13.

J’ai croisé des regards parmi toutes ces couleurs plantées dans l’immense ascenseur. Essentiellement des rouges, des jaunes et des oranges, aussi quelques infrarouges comme moi. Mais c’était le plus surprenant : ils n’avaient pas peur. Ils avaient pourtant aussi été arrachés à leurs vies, amenés ici, devoir recommencer une vie cachée, une vie de soleil artificiel, de béton, de secteurs, de couleurs, et de caméras de contrôle et d’oppression. Chacun avec son numéro tatoué sur la nuque. Leurs IDs. Et cette menace latente d’effacement sommaire. Mais ils ne craignaient rien. Ils parlaient entre eux, d’autres restaient seuls, ils continuaient simplement à vivre. Je me fis la réflexion que l’atmosphère dans cet ascenseur était certainement plus chaleureuse que celle d’un métro ou l’ascenseur d’une grosse firme. Parce qu’ils avaient tous confiance en eux. Pas de cette confiance qui rend imbu mais juste cette certitude d’être au bon endroit. Ils n’étaient pas faux, pas transfigurés, ils avaient leurs soucis, leurs doutes, leurs défauts, mais ils partageaient cette certitude d’être là où il faut. Emprisonnés, surveillés, menacés, soumis à une autorité souterraine et toute-puissante. Comme des esclaves satisfaits d’être enchaînés. Et s’ils étaient tous drogués ?

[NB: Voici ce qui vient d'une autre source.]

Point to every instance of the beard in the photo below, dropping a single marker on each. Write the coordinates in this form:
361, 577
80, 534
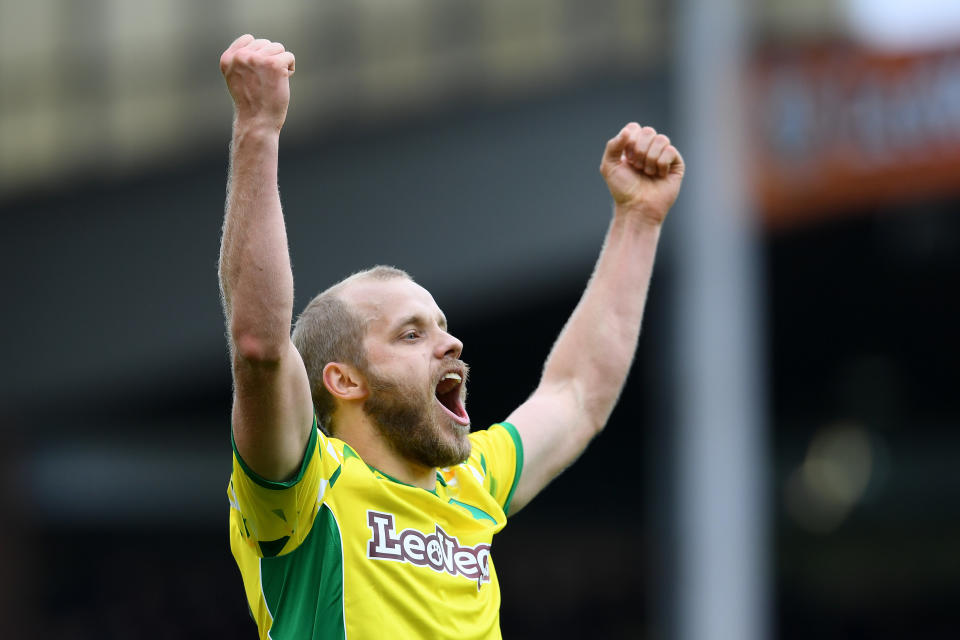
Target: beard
410, 420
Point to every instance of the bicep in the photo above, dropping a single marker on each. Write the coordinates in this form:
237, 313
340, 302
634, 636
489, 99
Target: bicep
555, 429
272, 413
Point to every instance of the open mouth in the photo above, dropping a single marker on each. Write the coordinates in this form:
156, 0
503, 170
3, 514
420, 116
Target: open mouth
449, 394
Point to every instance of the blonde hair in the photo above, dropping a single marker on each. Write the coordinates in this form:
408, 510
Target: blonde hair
328, 330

Repensant à mes verres d’eau, machiavélique bouffée d’angoisse près du système de ventilation de l’ascenseur.
Et là un gars vêtu d’un uniforme vert s’est penché vers moi. Il n’y en avait pas beaucoup, des verts.
« T’as peur, hein ? », chuchotement que j’aurais eu envie de griffer.
York a fait comme si de rien n’était, intimidée.
« T’as l’air d’un bouffon dans ton costume vert, on te l’a déjà dit ? », ai-je soufflé dans un défi à l’autorité absurde de sa couleur.
Quelques regards alentour se sont éloignés.
Il n’a pas réagi mais sortit une sorte de gros pad à l’écran vert luminescent, sur lequel il a pianoté quelques secondes. Une caméra d’angle a doucement mugit vers notre coin. Il m’a tourné le dos pour saluer la caméra et j’ai compris qu’il s’agissait d’une sorte de frime parce que j’ai pu voir son ID : 12453.